Director: Robert Odegnal
Stars: Tamás Mohai, Tímea Sághy, Iván Kamarás, Szabolcs Jáger and Richy Romwalter
The sci-fi short sets were more consistent than their horror equivalents at the 2014 International Horror & Sci-Fi Film Festival, but there were less great films than in 2013, when no less than five knocked my socks off:
Ellie,
The Secret Keeper,
Restitution,
Sol and
Flashback, all of which were beaten out by
White Room: 02B3, which affected me less but was admittedly put together with class. Only three pictures stood out at that level in 2014:
LiFi,
B-Class Cultural Heritage and this Hungarian neo-noir,
The Developer, which won a deserved Best Sci-Fi Short award. It's a neat mix of live action and CGI, which occasionally makes it feel like a videogame. The graphics are dark and enticing, all yellow and black like a burgeoning bruise, with an oppressive sky weighing down on a dystopian landscape where everything says Gold Dimension, the name of the corporation that apparently runs the city and everything in it.

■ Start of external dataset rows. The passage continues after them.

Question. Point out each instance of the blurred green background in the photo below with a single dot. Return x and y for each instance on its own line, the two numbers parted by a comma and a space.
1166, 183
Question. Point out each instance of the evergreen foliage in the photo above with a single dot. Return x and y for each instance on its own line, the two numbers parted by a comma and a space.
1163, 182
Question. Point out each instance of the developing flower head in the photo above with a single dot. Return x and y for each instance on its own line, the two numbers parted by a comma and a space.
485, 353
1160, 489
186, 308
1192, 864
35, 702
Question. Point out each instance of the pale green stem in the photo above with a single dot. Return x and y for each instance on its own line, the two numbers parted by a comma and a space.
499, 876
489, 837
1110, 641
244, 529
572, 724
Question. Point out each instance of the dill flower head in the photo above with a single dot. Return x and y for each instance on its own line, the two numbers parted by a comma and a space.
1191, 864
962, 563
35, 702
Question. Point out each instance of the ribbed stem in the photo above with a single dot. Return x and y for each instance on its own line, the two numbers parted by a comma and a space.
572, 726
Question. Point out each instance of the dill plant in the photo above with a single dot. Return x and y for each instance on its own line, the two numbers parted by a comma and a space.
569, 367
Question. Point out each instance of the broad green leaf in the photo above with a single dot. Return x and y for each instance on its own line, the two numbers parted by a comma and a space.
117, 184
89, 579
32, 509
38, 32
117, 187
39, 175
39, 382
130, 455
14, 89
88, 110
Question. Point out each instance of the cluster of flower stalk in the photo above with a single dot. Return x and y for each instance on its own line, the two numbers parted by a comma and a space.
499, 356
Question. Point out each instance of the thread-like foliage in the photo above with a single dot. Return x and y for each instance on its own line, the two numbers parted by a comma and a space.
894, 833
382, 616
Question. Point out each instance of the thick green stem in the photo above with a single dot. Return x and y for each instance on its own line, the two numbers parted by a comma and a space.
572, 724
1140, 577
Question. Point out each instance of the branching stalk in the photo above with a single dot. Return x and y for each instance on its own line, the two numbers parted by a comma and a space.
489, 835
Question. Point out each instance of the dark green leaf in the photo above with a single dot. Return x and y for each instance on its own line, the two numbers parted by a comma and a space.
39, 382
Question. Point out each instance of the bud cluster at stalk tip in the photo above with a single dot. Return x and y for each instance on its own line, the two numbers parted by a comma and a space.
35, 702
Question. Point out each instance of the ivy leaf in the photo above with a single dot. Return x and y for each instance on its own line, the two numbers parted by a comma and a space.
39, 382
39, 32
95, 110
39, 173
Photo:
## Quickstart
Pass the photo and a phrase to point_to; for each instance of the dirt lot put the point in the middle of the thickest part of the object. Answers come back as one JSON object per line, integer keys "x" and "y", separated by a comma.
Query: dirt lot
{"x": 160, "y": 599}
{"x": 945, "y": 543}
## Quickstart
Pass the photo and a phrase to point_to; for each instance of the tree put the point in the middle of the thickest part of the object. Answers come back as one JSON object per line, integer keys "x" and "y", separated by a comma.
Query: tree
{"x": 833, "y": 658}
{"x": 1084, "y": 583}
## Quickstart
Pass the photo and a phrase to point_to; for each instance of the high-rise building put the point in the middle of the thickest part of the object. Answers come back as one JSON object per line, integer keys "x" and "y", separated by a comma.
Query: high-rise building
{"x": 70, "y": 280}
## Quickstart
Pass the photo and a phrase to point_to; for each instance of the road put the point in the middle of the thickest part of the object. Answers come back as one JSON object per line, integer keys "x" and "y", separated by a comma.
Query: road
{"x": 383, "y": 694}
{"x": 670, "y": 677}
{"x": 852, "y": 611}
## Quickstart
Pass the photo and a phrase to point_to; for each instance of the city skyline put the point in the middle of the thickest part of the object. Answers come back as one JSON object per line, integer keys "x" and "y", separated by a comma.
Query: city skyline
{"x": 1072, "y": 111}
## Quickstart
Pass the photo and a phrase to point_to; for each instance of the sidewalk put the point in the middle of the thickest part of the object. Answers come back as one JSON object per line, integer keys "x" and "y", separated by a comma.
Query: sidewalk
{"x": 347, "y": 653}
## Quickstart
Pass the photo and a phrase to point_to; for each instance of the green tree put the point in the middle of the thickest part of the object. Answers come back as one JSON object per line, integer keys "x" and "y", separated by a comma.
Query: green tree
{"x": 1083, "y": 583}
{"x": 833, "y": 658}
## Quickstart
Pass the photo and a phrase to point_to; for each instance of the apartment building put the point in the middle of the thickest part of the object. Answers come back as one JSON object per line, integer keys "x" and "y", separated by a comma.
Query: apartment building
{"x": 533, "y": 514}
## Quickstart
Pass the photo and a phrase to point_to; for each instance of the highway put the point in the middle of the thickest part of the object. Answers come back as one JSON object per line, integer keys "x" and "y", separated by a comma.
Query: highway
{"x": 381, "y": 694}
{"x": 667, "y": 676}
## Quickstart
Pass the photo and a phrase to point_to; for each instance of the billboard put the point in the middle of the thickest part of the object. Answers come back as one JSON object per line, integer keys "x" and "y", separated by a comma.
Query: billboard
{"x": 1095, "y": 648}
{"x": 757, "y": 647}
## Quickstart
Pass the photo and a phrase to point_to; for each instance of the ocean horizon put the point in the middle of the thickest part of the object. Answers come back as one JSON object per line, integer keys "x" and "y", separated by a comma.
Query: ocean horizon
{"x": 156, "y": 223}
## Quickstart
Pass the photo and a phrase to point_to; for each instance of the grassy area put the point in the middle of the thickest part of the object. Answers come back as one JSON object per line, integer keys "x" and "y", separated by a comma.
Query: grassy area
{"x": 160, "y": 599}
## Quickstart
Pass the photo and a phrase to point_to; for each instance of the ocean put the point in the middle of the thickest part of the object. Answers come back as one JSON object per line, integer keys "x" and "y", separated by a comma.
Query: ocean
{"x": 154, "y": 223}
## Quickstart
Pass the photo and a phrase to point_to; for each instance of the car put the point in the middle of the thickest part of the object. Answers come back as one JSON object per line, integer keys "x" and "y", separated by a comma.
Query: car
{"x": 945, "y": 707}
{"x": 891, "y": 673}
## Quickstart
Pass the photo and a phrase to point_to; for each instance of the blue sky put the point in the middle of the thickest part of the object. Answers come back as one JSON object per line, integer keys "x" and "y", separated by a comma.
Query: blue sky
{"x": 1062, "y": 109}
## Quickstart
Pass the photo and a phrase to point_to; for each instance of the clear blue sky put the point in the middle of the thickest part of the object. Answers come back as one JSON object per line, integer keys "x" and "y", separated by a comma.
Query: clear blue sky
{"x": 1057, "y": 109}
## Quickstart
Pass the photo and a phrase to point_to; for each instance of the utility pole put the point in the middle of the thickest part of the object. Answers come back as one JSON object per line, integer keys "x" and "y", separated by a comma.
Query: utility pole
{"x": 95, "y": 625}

And through this future world, a man drives another in a floating car to a house in the countryside.
In a way, this has similarities to
The Secret Keeper, one of those great shorts from the 2013 festival. Both are set in damaged futures, where the lead character discovers something through their weird occupation that changes everything, both for themselves and others. However, the tones of the two films are utterly different, this one playing out with a mixture of noir iconography and cyberpunk tech. The lead character is the developer of the title, an interesting job that is later described by one of his employers as 'seer'. He strips down to his undies and sits in a bath of ice, he tapes photo paper to the shaved spot on the back of his head and he passes out. It'll come, he says, 'like a fast cut in a film' and he's talking about whoever it was that stole top secret documents from the murdered president of Gold Dimension; this is one of his apartments, where the crimes happened, and the residue of the act is still there ready for someone like the developer who can pick up the imprint. It's an intriguing idea and it's put to good use here.
Given that this is overtly film noir, albeit transplanted into the future where cars can fly and corporations run cities, there has to be a woman and she arrives in magnificent fashion, caught up in the visions of the developer as he merges the recent past with the recent future, visions that include his own death. As he returns to consciousness, he has to find a way to expose the villain without losing his life in the process. I have to admit that, while some of what happens from that point forward was obvious, I didn't see all of it coming and was impressed with the direction Aron Horvath spun the story. Inevitably it's the visuals that score highest here, not just the cityscapes and props but the trip the developer takes into the past; that's underpinned throughout by an intriguing progression of ideas. The actors may be the least of the various components in play, but they were well cast for looks as well as talent. I enjoyed the parts and the sum of the parts and am now eager to see more Hungarian science fiction.